REPUBLIKA.CO.ID, JAKARTA -- Di dalam kitab Badzlu al Maun Fi Fadhli al Thaun, Ibnu Hajar al Asqalani juga menjelaskan tentang status orang yang meninggal karena wabah. Menurut dia, status orang Islam tersebut adalah syahid.
Bagi sang ahli hadits itu, predikat syahid tidak hanya berarti gugur saat berperang di jalan Allah, tetapi juga Muslim yang menjadi korban tha'un. Seperti hadits riwayat Bukhari dan Muslim, Rasulullah SAW bersabda bahwa orang yang mati syahid ada lima macam.
Dari Abu Hurairah, ia berkata, Rasulullah Saw bersabda, orang yang mati syahid ada lima macam, yaitu orang yang terkena thaun, orang yang mati karena sakit perut, korban tenggelam, korban yang tertiban reruntuhan, dan orang syahid di jalan Allah (HR Bukhari-Muslim).

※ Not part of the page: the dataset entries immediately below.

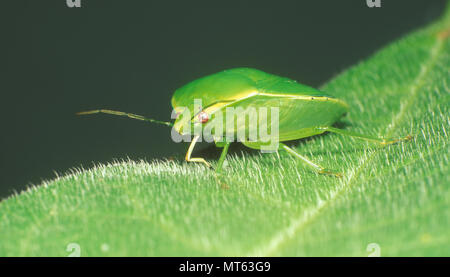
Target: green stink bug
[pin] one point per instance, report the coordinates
(303, 111)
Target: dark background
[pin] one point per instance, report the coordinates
(131, 56)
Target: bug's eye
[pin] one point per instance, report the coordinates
(203, 117)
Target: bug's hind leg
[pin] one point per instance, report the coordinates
(319, 169)
(381, 141)
(189, 153)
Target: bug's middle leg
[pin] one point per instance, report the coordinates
(189, 153)
(222, 157)
(318, 168)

Al-Asqalani menjelaskan, meskipun korban tha'un meninggal dalam keadaan syahid, jenazahnya tetap harus dimandikan, dikafani, dan dishalatkan. Artinya, perlakuan terhadapnya sama saja seperti orang wafat biasa (dalam kondisi negeri damai). Berbeda dengan pengurusan jenazah orang yang mati syahid dalam peperangan. Tentu saja, semua prosesi tersebut mesti memperhatikan aspek kesehatan.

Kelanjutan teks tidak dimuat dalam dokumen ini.